Volkswagen aims to sell more than half a million cars in the United States for the first time in 39 years, the company said on Sunday, building on its last year's global volume that topped the 8 million mark.

The German automaker wants to sell 10 million vehicles world wide by 2018, compared with nearly 8.16 million in 2011 -- not including another 59,000 commercial trucks from Swedish unit Scania .

A tenth of the mid-term volume target should stem from the U.S. market, where it is making strides with the new Beetle and the Tennessee-built Passat mid-size sedan that was recently voted Motor Trend Car of the Year.

Volkswagen had U.S. group sales of 444,192 vehicles last year, a 23.3 percent increase from 2010, with about 70 percent coming from its Volkswagen brand and the remainder from its other brands such as Audi , Bentley and Lamborghini.

Jonathan Browning, chief executive of Volkswagen Group of America, forecast the size of the U.S. car market at between 13.5 million and 14 million vehicles in 2012, depending on economic conditions.
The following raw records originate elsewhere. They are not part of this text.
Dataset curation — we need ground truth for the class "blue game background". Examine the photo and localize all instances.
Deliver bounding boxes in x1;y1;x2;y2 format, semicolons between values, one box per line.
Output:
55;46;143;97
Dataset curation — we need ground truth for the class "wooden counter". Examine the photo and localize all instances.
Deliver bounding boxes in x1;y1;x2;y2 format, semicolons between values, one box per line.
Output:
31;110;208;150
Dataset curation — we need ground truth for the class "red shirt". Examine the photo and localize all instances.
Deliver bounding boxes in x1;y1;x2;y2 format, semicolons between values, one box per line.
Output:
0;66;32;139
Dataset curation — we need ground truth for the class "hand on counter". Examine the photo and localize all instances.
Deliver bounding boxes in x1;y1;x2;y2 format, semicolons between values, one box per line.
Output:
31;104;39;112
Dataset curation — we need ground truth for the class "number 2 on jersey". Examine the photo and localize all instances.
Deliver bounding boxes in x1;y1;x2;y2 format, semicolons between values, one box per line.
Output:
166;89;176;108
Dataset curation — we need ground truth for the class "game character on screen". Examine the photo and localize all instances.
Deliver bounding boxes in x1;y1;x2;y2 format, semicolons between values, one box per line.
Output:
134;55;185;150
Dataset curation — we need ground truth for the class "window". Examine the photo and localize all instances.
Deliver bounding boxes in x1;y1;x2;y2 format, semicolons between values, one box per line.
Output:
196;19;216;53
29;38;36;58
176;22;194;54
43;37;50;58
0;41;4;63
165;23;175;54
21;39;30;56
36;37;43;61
Volkswagen still incurs losses in the U.S. market, but that is now due only to the upfront $1 billion investment in its new Chattanooga plant, which it expects will be profitable once it builds 150,000 cars from next year.

Browning said the national sales operations at the VW brand would achieve an operating profit for the second straight year in 2012.

Speaking later at an evening event in Detroit ahead of Monday's start to the North American International Auto Show, VW Chief Executive Martin Winterkorn said the management was still considering merging majority shareholder Porsche SE

into Volkswagen.

The intention still stands, he told reporters.

Most analysts believe last year's decision to delay the merger meant VW would choose instead to buy the remaining 51 percent of Porsche SE's sports car business outright.

For investors in the listed entity Porsche SE, this would reduce the company to a financial holding that markets usually value at a discount to its net asset value.